POLAR:A Per-User Association Test in Embedding Space
arXiv:2603.15950v1 Announce Type: new Abstract: Most intrinsic association probes operate at the word, sentence, or corpus level, obscuring author-level variation. We present POLAR (Per-user On-axis Lexical Association Re-port), a per-user lexical association test that runs in the embedding space of a lightly adapted masked language model. Authors are represented by private deterministic to-kens; POLAR projects these vectors onto curated lexicalaxes and reports standardized effects with permutation p-values and Benjamini--Hochberg control. On a balanced bot--human Twitter benchmark, POLAR cleanly separates LLM-driven bots from organic accounts; on an extremist forum,it quantifies strong alignment with slur lexicons and reveals rightward drift over time. The method is modular to new attribute sets and provides concise, per-author diagnostics for computational social science. All code is publicly avail-able at https://github.com/pedroaugtb/POLAR-A-Per-User-Association-Test-in-Embedding-
arXiv:2603.15950v1 Announce Type: new Abstract: Most intrinsic association probes operate at the word, sentence, or corpus level, obscuring author-level variation. We present POLAR (Per-user On-axis Lexical Association Re-port), a per-user lexical association test that runs in the embedding space of a lightly adapted masked language model. Authors are represented by private deterministic to-kens; POLAR projects these vectors onto curated lexicalaxes and reports standardized effects with permutation p-values and Benjamini--Hochberg control. On a balanced bot--human Twitter benchmark, POLAR cleanly separates LLM-driven bots from organic accounts; on an extremist forum,it quantifies strong alignment with slur lexicons and reveals rightward drift over time. The method is modular to new attribute sets and provides concise, per-author diagnostics for computational social science. All code is publicly avail-able at https://github.com/pedroaugtb/POLAR-A-Per-User-Association-Test-in-Embedding-Space.
Executive Summary
This article introduces POLAR, a novel per-user lexical association test that operates in the embedding space of a masked language model. POLAR separates LLM-driven bots from organic accounts on a Twitter benchmark and quantifies extremist alignment with slur lexicons on a forum dataset. The method is modular and provides concise diagnostics for computational social science. While demonstrating promising results, POLAR's performance may be influenced by the quality of the underlying language model and curated lexical axes. The publicly available code and dataset facilitate replication and extension of the research. As a tool for computational social science, POLAR has the potential to contribute to the analysis of online behavior and author-level variation in language use.
Key Points
- ▸ POLAR operates in the embedding space of a masked language model, offering a novel approach to per-user association testing.
- ▸ The method separates LLM-driven bots from organic accounts on a Twitter benchmark and identifies extremist alignment with slur lexicons.
- ▸ POLAR is modular and provides concise diagnostics for computational social science applications.
Merits
Strength in Addressing Author-Level Variation
POLAR's per-user association testing approach offers a nuanced understanding of author-level variation in language use, complementing existing methods that operate at the word, sentence, or corpus level.

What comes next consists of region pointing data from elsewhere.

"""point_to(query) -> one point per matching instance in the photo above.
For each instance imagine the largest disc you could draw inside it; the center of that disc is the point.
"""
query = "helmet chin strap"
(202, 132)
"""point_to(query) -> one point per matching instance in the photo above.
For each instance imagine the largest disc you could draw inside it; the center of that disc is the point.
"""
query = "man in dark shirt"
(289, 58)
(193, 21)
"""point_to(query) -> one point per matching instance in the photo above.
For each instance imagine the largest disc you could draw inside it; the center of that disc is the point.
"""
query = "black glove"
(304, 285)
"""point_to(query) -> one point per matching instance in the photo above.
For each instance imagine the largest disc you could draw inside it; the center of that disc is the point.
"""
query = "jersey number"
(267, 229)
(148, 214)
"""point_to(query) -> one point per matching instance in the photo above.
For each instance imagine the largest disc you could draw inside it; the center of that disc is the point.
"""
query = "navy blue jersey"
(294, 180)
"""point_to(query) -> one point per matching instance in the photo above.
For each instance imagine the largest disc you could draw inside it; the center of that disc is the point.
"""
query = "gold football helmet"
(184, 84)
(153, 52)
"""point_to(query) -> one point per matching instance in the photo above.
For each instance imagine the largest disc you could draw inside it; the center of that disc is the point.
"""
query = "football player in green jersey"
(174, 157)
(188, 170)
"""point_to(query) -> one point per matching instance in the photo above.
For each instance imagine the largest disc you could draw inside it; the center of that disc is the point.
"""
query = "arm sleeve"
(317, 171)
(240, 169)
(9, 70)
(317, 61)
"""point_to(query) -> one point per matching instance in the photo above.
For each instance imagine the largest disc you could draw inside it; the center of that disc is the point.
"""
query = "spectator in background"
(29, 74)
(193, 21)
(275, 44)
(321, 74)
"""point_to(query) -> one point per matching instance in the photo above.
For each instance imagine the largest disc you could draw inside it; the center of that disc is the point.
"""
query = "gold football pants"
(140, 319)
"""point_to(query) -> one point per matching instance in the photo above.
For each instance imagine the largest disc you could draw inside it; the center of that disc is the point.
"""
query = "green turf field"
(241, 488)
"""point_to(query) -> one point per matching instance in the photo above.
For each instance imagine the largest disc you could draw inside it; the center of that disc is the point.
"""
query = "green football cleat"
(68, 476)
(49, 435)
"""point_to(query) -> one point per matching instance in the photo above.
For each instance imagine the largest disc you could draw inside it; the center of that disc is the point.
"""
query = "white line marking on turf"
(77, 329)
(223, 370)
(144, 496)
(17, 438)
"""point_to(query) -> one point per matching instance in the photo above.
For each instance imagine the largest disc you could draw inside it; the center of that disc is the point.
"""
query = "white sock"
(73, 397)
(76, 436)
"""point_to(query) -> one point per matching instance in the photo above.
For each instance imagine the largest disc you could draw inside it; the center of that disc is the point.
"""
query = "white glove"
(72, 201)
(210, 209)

Modularity and Flexibility
The method's modularity allows for easy adaptation to new attribute sets and applications, increasing its potential impact in computational social science.
Demerits
Dependence on Language Model Quality
The performance of POLAR may be influenced by the quality of the underlying language model and curated lexical axes, which could impact its accuracy and reliability.
Limited Generalizability
The method's performance on specific datasets and applications may not generalize to other contexts, requiring further validation and adaptation.
Expert Commentary
The introduction of POLAR represents a significant advancement in the field of computational social science, offering a novel approach to per-user association testing. While the method demonstrates promising results, its performance may be influenced by the quality of the underlying language model and curated lexical axes. To fully realize the potential of POLAR, further research is needed to adapt the method to diverse applications and validate its generalizability. Additionally, the method's modularity and flexibility make it an attractive tool for computational social scientists, enabling them to leverage the power of machine learning to analyze online behavior and author-level variation in language use.
Recommendations
- ✓ Future research should focus on adapting POLAR to diverse applications, including social media platforms, online forums, and text-based communication systems.
- ✓ The method's performance should be validated on a wider range of datasets and contexts to ensure its generalizability and robustness.